А ты как там оказался? спросила.
Там было немало русских добровольцев, я был тогда совсем мальчишкой, бесстрашным и бесшабашным, тихо сказал он, а после паузы добавил, а где только не воюют русские мальчики, где только не находят вечный покой
Меня уже тяготил этот разговор, хотелось отвлечь его от тяжелых воспоминаний, но я не знала как. Просто приподнялась на локтях и поцеловала в губы.
Потом мы бросились в ночное море, а когда плеск волн утомил, и поцелуи на время прервались, он вдруг сказал:
Мы должны были встретиться с тобой четыре года назад.

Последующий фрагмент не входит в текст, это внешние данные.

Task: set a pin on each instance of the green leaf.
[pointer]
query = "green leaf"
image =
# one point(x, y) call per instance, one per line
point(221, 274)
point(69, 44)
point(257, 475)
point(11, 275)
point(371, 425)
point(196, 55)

Почему именно четыре? удивилась я.
Четыре года назад я должен был приехать в Н И он назвал мой родной город, хотя я точно помню, что не говорила ему, откуда родом.
И что помешало?
Я уже говорил. Семнадцать лет назад меня призвали служить И не случилось. Ты в моей жизни не случилась
Он снова говорил загадками, я ничего не поняла. Не военный, а «призвали служить»? Как это я «не случилась», если мы сейчас вместе? А мы вместе? Но сегодня о завтра не думаешь, и о том, вместе мы или нет, тоже. Нам хорошо сейчас, в эту минуту, и это все, а дальше я никогда не загадываю.
Последнюю ночь перед моим отъездом мы провели в его номере. Мальчишек не было. Он как-то странно объяснил их отсутствие: вроде, готовятся к какой-то службе, я опять не поняла. Что сказать о той ночи? Наверное, у каждого такое бывает? Или нет? У Лариски не было и уже не будет. И точно знаю, у многих моих подруг так не было и никогда не будет. И у меня так не было ни с кем, только с ним.

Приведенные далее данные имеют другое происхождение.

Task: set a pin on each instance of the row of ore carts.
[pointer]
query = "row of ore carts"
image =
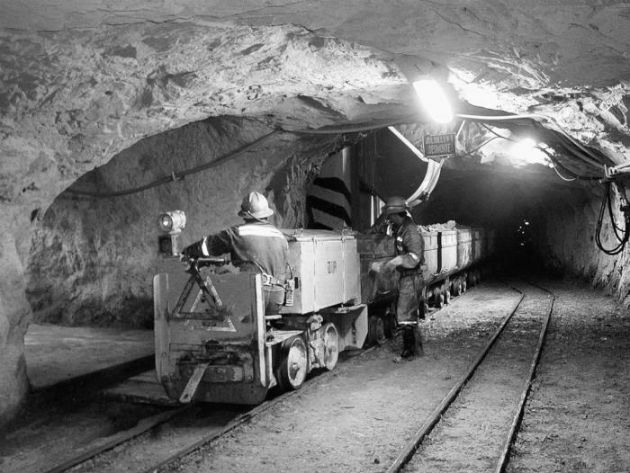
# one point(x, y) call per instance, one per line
point(454, 257)
point(214, 342)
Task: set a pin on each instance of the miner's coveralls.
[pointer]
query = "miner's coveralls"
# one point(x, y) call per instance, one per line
point(409, 242)
point(256, 246)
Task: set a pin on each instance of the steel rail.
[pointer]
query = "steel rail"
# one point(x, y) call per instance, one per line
point(411, 447)
point(241, 419)
point(518, 416)
point(149, 423)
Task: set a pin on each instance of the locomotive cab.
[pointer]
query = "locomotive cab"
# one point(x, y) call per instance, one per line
point(214, 342)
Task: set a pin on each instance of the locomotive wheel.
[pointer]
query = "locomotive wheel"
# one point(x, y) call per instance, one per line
point(438, 298)
point(331, 345)
point(457, 288)
point(294, 364)
point(376, 330)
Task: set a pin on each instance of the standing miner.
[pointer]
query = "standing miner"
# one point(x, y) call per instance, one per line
point(255, 245)
point(409, 257)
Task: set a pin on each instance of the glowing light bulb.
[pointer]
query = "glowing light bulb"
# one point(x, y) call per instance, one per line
point(433, 100)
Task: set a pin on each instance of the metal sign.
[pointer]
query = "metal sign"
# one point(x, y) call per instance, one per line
point(439, 145)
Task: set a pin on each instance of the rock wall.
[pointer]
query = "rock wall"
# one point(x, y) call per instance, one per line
point(15, 315)
point(93, 254)
point(568, 243)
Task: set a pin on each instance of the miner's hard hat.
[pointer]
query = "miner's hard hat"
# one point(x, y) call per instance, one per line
point(395, 205)
point(255, 205)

Вы как две половинки одного яблока, сказала как-то Лариска, я отмахнулась от нее, надоела со своими романтическими рассуждениями. Спасибо, хоть нотации не читает, и вопросы лишние не задает.

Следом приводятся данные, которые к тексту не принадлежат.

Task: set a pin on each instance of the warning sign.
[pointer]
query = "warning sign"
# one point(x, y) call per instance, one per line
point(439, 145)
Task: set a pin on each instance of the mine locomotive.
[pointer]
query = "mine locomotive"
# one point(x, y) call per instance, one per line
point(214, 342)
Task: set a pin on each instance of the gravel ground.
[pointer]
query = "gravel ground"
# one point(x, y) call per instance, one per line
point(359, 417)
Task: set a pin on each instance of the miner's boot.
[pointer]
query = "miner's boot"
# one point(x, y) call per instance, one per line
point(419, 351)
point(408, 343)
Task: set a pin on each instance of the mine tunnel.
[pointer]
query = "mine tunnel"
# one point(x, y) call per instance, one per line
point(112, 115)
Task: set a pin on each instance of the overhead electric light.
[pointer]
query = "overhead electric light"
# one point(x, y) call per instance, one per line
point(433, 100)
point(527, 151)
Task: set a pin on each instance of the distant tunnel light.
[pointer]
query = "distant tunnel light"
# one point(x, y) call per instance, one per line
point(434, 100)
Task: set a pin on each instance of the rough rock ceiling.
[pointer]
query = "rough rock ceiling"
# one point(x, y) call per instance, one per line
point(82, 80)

Но той ночью мне вспомнились ее слова Когда за окном вызревало раннее южное утро, мы, не сомкнувшие с вечера глаз, прощались. Надо сказать, очень странно прощались. Он взял мою голову в ладони, поцеловал словно отец в лоб и сказал:
Живи счастливо, моя девочка!
Уже у двери я не выдержала, обернулась:
Может, хоть номер мобильника дашь
Он усмехнулся:
Такого не держим.
На вокзале утром эта последняя фраза терзала меня не меньше, чем Лариска со своей суетой и моими чемоданами.
Да, не беспокойся ты. Вот этот молодой человек сейчас поможет нам загрузиться в вагон. Молодой человек, ведь, вы поможете двум симпатичным девушкам?
Парнишка, попавшийся мне под руку, расплылся в улыбке, еще бы, его заметила такая красавица! И неважно, что красавице просто нужен бесплатный носильщик. Она разрешила целых две минуты посидеть рядом с ней в купе, пока ее суетливая подруга не завопила:
Молодой человек, спасибо вам большое, спасибо, но поезд скоро тронется.
Когда за «молодым человеком» закрылась дверь купе, Лариска попыталась оторвать меня от окна.